In the bright light he looked healthier and younger and, for an instant, unlike a father. Just a guy on the street balancing coffee, donuts, and a newspaper. Earlier they had argued about the picture. He needed to do his due diligence as a father, she knew. But still: “How am I supposed to react to this?”

“With compassion, maybe.”

“I have compassion, I do, but I also have feelings. And anger. And worry. And anxiety. And enormous concern. And you're my kid. My little kid. You don't remember that person, but I do. You don't realize that. Ten minutes ago we were getting lunch in the restaurant across the street. You gave names and detailed family histories to all your stuffed animals. I still remember all of that stuff. How the hippo's best friend was the owl. How the owl's brother was somehow a lion. You get that, right? I will never not remember that stuff. The genealogy of your stuffed animals is imprinted in me. It was, like, ten minutes ago to me.”

“You're high all the time,” she had said. “That affects your sense of time passing.”

He'd put his face in his hands. She was hurting him. “Please say something to reassure me,” he said.

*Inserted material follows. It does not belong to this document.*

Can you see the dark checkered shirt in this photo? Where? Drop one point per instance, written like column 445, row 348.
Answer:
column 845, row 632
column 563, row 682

She touched his arm. “I'm fine.”

“Say something else.”

“Don't worry, Daddy.”

Paul Pomerantz stepped out from the front revolving door of the Intercontinental. Watching her father watch this man, Lydia felt a stab of guilt for having helped hide Paul away in the attic last night, and a deeper stab of guilt, maybe a lifetime's worth of guilt, for everything she had ever done to him. Her poor dad. Her fucked-up stoner father. Paul wore a knee-length herringbone trench with a red scarf coiled tight around him like a fashionable neck brace. The valet had pulled around the same sleek, polished Audi that Lydia had sat in last night. For a moment they both watched him, she and her father, each probably thinking the same thing: nice coat, nice luxury condo tower, nice car. In a way, Lydia could see the appeal. He was not terrible-looking. He had a decent smile, a dignified nose. The kind of face you saw on a foreign coin. He made a joke with the valet and the valet laughed. The same yellow gull went by and Paul stopped to watch it. Look, Lydia wanted to say. He's alert to nature, he likes birds, he makes jokes with the valet, he's probably nice! Take some notes!

Her father had realized his chance. He headed toward Paul.

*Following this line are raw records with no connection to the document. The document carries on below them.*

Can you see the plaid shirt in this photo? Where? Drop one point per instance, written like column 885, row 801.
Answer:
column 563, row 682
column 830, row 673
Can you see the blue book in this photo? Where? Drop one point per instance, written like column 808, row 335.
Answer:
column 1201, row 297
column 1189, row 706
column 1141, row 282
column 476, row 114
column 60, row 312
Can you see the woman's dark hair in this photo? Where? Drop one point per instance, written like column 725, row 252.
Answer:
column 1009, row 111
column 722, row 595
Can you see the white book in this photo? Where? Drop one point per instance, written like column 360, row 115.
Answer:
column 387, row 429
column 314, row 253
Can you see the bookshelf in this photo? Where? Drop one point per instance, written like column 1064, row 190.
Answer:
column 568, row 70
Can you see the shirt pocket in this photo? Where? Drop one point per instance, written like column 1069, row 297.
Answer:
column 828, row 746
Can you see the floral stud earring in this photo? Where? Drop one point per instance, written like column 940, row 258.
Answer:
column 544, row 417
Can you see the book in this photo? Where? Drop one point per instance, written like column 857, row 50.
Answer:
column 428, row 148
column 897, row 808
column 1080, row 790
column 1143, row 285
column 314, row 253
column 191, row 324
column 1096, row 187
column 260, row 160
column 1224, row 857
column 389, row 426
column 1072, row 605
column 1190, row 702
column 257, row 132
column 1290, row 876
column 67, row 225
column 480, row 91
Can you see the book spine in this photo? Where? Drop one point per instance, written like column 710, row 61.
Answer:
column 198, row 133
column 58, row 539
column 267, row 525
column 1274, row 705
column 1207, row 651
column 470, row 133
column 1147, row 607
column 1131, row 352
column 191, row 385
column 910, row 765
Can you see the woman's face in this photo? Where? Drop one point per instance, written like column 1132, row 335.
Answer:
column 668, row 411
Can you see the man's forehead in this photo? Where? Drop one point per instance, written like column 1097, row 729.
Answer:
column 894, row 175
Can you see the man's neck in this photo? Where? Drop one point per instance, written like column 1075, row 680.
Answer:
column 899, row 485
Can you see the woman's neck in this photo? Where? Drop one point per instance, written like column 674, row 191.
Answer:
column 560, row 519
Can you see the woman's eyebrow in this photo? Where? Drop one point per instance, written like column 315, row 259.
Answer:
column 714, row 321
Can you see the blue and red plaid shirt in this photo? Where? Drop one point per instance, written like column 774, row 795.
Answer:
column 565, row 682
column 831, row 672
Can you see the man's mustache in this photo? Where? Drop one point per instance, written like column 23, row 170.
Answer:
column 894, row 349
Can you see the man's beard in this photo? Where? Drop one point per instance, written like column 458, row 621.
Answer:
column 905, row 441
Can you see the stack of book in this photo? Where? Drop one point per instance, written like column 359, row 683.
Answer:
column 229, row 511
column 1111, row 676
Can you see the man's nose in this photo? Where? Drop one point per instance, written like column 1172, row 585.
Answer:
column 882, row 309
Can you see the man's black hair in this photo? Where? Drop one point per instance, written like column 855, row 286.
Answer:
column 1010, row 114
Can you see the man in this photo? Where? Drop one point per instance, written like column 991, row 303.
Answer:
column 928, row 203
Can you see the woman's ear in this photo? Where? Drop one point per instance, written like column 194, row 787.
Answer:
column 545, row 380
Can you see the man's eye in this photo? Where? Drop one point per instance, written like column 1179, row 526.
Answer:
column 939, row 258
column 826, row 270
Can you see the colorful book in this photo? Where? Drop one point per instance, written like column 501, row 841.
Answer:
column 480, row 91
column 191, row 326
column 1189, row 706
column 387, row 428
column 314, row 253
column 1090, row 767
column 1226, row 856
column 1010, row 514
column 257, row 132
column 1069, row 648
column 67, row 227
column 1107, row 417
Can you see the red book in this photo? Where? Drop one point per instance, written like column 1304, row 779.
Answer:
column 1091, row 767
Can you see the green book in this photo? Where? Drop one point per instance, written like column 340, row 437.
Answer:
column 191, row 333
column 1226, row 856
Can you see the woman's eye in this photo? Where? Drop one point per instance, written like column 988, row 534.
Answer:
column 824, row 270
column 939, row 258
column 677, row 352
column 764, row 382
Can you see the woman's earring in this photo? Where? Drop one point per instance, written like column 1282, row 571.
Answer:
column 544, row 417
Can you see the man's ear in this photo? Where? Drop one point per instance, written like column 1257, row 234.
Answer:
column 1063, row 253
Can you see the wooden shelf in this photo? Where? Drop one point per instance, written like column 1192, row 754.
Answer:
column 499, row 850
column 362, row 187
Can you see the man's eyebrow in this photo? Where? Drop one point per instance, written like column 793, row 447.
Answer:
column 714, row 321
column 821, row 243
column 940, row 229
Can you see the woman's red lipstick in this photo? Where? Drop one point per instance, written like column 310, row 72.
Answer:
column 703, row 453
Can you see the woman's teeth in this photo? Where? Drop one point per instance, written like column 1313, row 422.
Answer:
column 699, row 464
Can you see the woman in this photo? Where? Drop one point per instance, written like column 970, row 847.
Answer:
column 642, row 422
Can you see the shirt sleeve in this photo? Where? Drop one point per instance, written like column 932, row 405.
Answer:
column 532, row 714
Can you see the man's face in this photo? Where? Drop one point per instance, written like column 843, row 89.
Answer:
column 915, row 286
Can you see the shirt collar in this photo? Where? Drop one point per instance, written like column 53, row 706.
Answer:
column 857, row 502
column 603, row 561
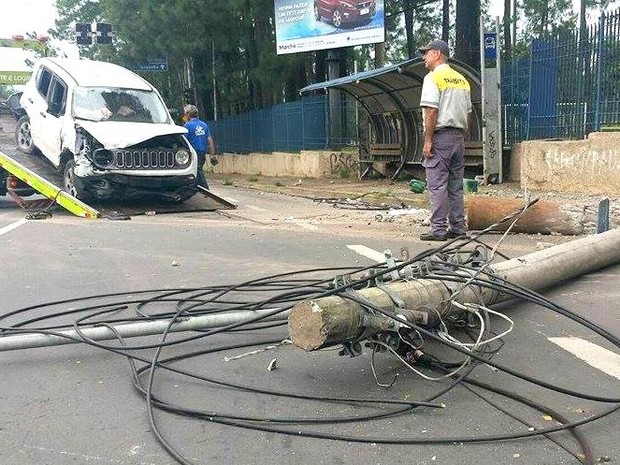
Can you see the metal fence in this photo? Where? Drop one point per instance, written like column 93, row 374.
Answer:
column 287, row 127
column 568, row 86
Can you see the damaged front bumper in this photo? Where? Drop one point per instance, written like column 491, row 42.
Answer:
column 113, row 186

From inside the car Lydia cried out, “Dad, no.”

Her father rushed forward with purpose. Foolish, idiotic purpose. Paul, meanwhile, had one foot inside his Audi. He kept talking to the valet. Maybe an impromptu therapy session. Lydia got out of the car. Family didn't let family do shit like this. Her father began shouting something. Lydia was too far away to hear. This clearly was not the confrontation her dad had imagined. Paul nodded and smiled. His graciousness looked studied, entirely fake. She had seen this in Charlie Perlmutter after everything turned. Weaponized warmheartedness.

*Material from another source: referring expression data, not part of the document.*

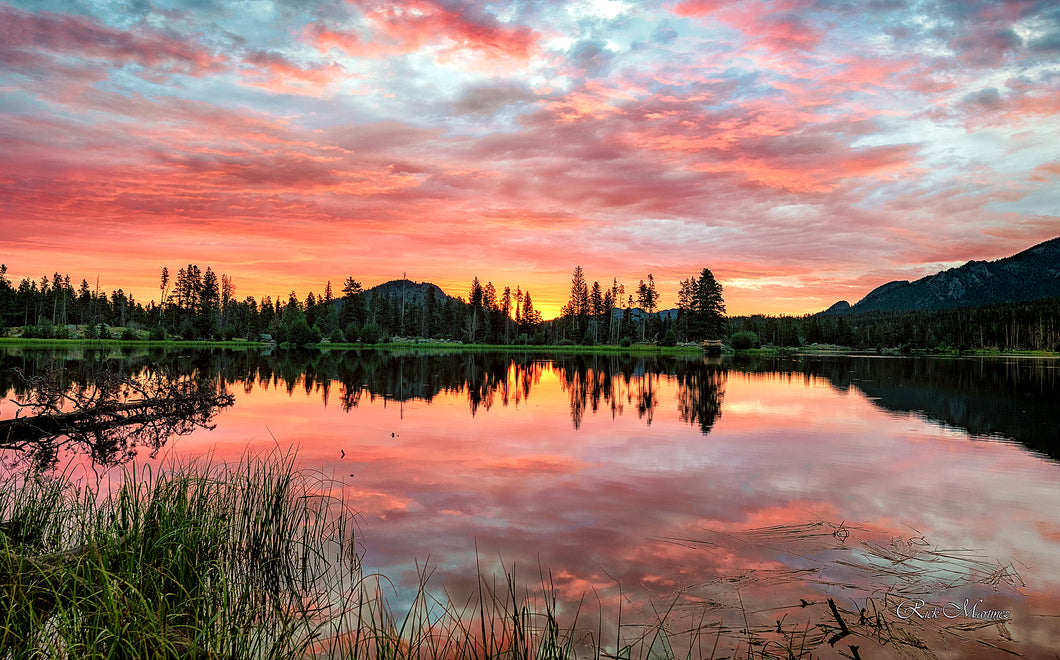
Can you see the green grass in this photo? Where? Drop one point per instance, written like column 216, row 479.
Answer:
column 539, row 349
column 195, row 562
column 252, row 560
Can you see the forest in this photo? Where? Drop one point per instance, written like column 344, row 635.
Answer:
column 198, row 304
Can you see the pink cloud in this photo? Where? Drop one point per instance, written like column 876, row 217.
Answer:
column 27, row 37
column 410, row 25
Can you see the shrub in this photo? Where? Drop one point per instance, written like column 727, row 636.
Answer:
column 744, row 340
column 371, row 333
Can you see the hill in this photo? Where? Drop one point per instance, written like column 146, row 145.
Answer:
column 1030, row 274
column 413, row 291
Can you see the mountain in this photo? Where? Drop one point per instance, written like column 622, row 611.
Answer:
column 1030, row 274
column 413, row 291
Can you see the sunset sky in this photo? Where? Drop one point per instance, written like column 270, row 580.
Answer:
column 805, row 150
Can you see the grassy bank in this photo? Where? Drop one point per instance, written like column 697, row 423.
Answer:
column 405, row 346
column 253, row 560
column 195, row 562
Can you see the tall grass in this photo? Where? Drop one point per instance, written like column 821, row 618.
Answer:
column 258, row 560
column 195, row 562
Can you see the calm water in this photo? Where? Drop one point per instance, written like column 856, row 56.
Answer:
column 724, row 493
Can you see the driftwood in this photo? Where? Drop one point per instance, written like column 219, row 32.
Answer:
column 109, row 416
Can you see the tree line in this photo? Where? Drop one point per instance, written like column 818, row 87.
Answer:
column 1031, row 325
column 200, row 304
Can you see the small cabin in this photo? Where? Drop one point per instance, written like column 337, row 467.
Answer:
column 712, row 346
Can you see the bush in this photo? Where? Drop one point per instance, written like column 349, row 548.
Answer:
column 744, row 340
column 371, row 333
column 670, row 339
column 37, row 332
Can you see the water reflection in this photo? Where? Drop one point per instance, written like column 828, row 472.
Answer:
column 597, row 468
column 593, row 382
column 1008, row 398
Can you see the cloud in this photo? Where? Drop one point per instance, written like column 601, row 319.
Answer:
column 32, row 39
column 486, row 100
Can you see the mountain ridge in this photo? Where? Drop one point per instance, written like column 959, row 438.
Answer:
column 1030, row 274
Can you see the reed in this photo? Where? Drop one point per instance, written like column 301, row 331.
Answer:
column 258, row 559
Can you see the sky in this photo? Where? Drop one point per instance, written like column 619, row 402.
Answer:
column 804, row 150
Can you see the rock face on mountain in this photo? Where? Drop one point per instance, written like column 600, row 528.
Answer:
column 413, row 291
column 1030, row 274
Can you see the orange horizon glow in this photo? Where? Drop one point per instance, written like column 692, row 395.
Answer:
column 805, row 154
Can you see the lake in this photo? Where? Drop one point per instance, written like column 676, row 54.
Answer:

Her father became startled by something. Paul took a step toward him, his hands up, as if to say,
Let's talk it out, buddy. Let's you and me work it out, pal.
Lydia escaped back to the car. She had a preternatural sense for someone's inevitable embarrassment. She let out a small moan.
Come back,
she said aloud, inside the Toyota.
Come back, Dad. Let it go.

Paul came closer. Her father stood on the corner of Atlantic Avenue. The ocean lay behind him. He looked dignified, she thought, in his camel hair. Snow fell lightly. This was when her mother appeared. She pushed through the revolving door, onto the sidewalk, her hand already up for a taxi. Lydia saw her a moment before her father did. Her mom's coat was open to the same clothes from last night. Even from across the street, Lydia could see her mother's exhaustion, the wear on her face. She had sunglasses on, crooked across her nose. When her dad saw her, he froze. From inside the car, Lydia thought she saw her father say the word
Honey?
or
Sweetie?
Right then, he dropped everything. The paper. The dozen sticky donuts. The cups of coffee. All of it ran down the front of his coat.